Dear Wendy: \”My Boyfriend Wants Us To become Bi-Coastal\”

I have been with my boyfriend for five years and we get along fairly well and are happy together. We live together in LA. He moved here in the new england about four years ago for our relationship, which he reminds of every time we argue (it doesn't matter what we're arguing about). He's been saying for 4 years that he desires to return east and wants me to go with him – simply temporarily. I have very close family here and recently finished graduate school and started my career and would need to pass an exam to be able to practice my focus on his coast. He, however, can work everywhere. I've told him I'd go out east with him temporarily – a couple of months – but which i don't wish to live there permanently. Lucrative says he wants me to commit to living the summers there – and it's the only method he can proceed with us (I'm in no rush to maneuver forward, but definitely desire a future with him). It's ludicrous to reside on two coasts and would be a major sacrifice when it comes to my career. I would like him to be happy, however i just know I won't be happy living there permanently and I don't believe living there part-time is realistic. – West Coast or Bust

Relationships are about compromise, but it doesn't appear to be you have in mind coming to a yourself. It is kind of been all about you and also what you want, hasn't it? Your loved ones, your house, your job. What about the man you're dating and what he wants? Doesn't he count at all? He's been telling you for four years that he wants to live out east and you've got been shutting him down having a listing of excuses. Now you're saying a move to the other coast would be a blow to your career. But you've just started your career! It's not like you've spent years building contacts and attracting clients you'll lose should you move. So, you'll need to take an exam to practice your work elsewhere. Well, take the exam! Show your boyfriend you're at least that committed to your relationship and his happiness. If you honestly desire a future with this man, venture out east and see the way you enjoy it. Maybe you will be surprised and find yourself happier there than you imagined. Maybe you will find it does not matter where you reside as long as you're using the person you love.

But if you cannot bear the idea of leaving your home, and sometimes it means keeping the relationship, perhaps this isn't the best man for you. One of the hallmarks of the healthy relationship along with a good match is really a willingness to create sacrifices for the person you love. Your boyfriend was prepared to make a big one for you by moving. Are you prepared to return the favor? I recieve that it's a huge favor to give. We aren't talking about watching someone's kids for that afternoon or giving a friend's resume the once-over. Moving would be a life-changing event, also it might be that you are not invested in this individual you \”get together with fairly well\” to take that step. And you understand what? That's OK. But be truthful about that – with yourself as well as your boyfriend. He deserves that much.

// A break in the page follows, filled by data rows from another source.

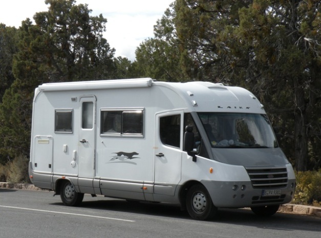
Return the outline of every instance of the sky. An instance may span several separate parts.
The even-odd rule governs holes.
[[[154,26],[174,0],[76,0],[87,4],[92,15],[102,14],[107,19],[104,38],[115,56],[135,59],[139,44],[154,37]],[[48,11],[45,0],[0,0],[0,23],[18,28],[29,18],[33,22],[36,12]]]

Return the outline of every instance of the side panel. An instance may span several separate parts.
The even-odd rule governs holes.
[[[180,111],[156,115],[154,147],[155,194],[174,196],[181,181],[183,113]]]
[[[52,172],[53,139],[51,136],[36,136],[33,139],[35,171]]]
[[[94,97],[82,97],[80,100],[80,106],[81,109],[81,123],[79,136],[79,177],[93,179],[95,175],[96,98]]]
[[[53,140],[46,136],[36,136],[33,139],[30,172],[32,172],[32,181],[37,186],[51,189],[53,170]]]

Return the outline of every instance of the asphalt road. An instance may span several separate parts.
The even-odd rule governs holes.
[[[179,207],[85,195],[81,207],[62,205],[53,192],[0,188],[0,237],[321,237],[321,219],[246,209],[220,209],[198,221]]]

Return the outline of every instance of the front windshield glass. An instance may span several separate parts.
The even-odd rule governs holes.
[[[272,148],[276,139],[266,115],[199,113],[212,147]]]

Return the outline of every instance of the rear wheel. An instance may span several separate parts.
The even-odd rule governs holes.
[[[261,207],[252,207],[251,210],[256,215],[261,217],[269,217],[274,214],[279,210],[280,205],[262,206]]]
[[[198,220],[210,219],[217,213],[217,208],[213,204],[205,187],[201,184],[192,186],[187,192],[186,209],[189,215]]]
[[[60,189],[60,198],[65,205],[78,206],[82,201],[83,193],[77,192],[74,185],[70,181],[63,183]]]

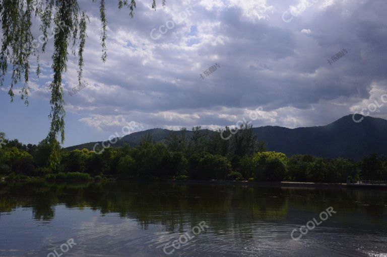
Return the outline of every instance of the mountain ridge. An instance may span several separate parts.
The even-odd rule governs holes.
[[[354,121],[360,119],[362,119],[360,122]],[[387,120],[379,118],[349,115],[325,126],[295,128],[265,126],[252,129],[258,140],[265,142],[268,151],[283,152],[289,157],[303,154],[325,158],[341,157],[359,160],[373,153],[387,155]],[[155,128],[134,132],[123,137],[112,146],[120,147],[125,143],[135,146],[139,144],[141,138],[148,133],[156,142],[163,142],[171,131]],[[187,131],[188,135],[191,133]],[[71,150],[86,148],[92,150],[97,143],[101,145],[102,141],[66,149]]]

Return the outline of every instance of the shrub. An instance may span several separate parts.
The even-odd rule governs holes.
[[[56,174],[55,179],[56,180],[66,180],[67,179],[67,175],[64,173],[60,172]]]
[[[237,172],[232,172],[227,175],[227,179],[230,180],[236,180],[240,181],[243,180],[243,176],[240,173]]]
[[[175,178],[176,180],[187,180],[188,178],[187,176],[185,175],[179,175]]]
[[[15,173],[11,173],[8,177],[6,178],[6,181],[12,181],[14,180],[29,180],[30,178],[23,174],[15,175]]]
[[[44,177],[46,180],[52,181],[55,180],[56,179],[56,176],[55,174],[47,174],[46,177]]]
[[[90,179],[90,175],[87,173],[71,172],[67,174],[67,180],[89,180]]]
[[[38,167],[34,169],[33,174],[35,176],[45,177],[51,173],[48,167]]]

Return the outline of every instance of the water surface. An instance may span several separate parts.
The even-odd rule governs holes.
[[[336,213],[298,241],[292,239],[294,229],[319,221],[330,206]],[[201,222],[208,227],[179,248],[170,246],[185,232],[192,237]],[[71,238],[77,244],[61,252]],[[169,255],[163,250],[168,243],[167,252],[175,250]],[[386,256],[387,191],[165,182],[0,184],[0,256],[54,256],[54,250],[61,257]]]

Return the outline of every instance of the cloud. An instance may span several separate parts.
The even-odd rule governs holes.
[[[254,126],[314,126],[363,108],[387,85],[384,0],[184,0],[156,12],[149,2],[138,2],[133,19],[107,3],[104,64],[98,6],[80,2],[91,21],[84,69],[89,85],[65,96],[68,116],[99,131],[130,121],[148,128],[216,128],[262,107]],[[187,8],[193,12],[179,20]],[[287,10],[291,22],[282,20]],[[175,25],[152,39],[152,30],[159,33],[168,21]],[[348,54],[330,65],[343,49]],[[41,59],[43,76],[33,80],[32,98],[44,95],[52,73],[49,54]],[[69,60],[65,93],[77,84],[77,58]],[[215,63],[220,68],[202,79]],[[387,118],[383,110],[372,114]]]

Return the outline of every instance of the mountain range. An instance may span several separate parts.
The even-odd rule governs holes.
[[[265,142],[268,151],[283,152],[290,157],[296,154],[311,154],[324,158],[342,157],[359,160],[373,153],[387,155],[387,120],[356,115],[344,116],[326,126],[290,129],[266,126],[253,128],[259,141]],[[360,120],[360,122],[355,122]],[[127,143],[138,145],[144,135],[150,134],[153,140],[161,142],[171,132],[155,128],[133,133],[118,140],[112,147]],[[189,136],[191,133],[187,131]],[[210,133],[215,133],[210,131]],[[93,142],[67,147],[72,150],[84,148],[92,150]]]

I recently got a text from a girl saying she just wanted to be friends and it wasn't exercising and she or he didn't wish to waste my time. I appreciated that, but then she sent another text saying she doesn't know wrong together with her, because I'm among the nicest guys she's ever met. What is the cope with that? This appears to happen often. – The Nice Guy

You don't say how old you are, but I will go out on a limb and guess you're still inside your teens or early 20s. Girls at that age tend to have the bad practice of chasing guys who aren't terribly nice. They know they'd apt to be better off with someone like you (hence the \”I have no idea wrong with me\” texts you get), however they cannot stop themselves from going after jerks who treat them like crap. Why? Hell if I know. It probably has something related to their low self-esteem. They haven't developed an appreciation for his or her self-worth and, as a consequence, are attracted to jerks who treat them such as the crap they believe they are.

The great news isn't that every girl for the reason that age bracket is like that, as well as the majority of the ones who're tend to outgrow their bad-boy-loving phase by their late 20s or early 30s. If you cannot wait too long to locate a nice girl who appreciates you, start casting a wider net within the dating pool. Pursue girls who are more overlooked by other guys: the studious girls, the quirky/artsy types, the funny/sarcastic chicks, the girls who're some weight heavier than your typical cheerleader. Because while you've been getting dissed by the girls who \”just want to be friends,\” these young ladies happen to be awaiting a pleasant guy just like you in the future along and demonstrate to them a little attention. And if you play your cards right, you may end up with a cooler girlfriend than those other ladies could have been.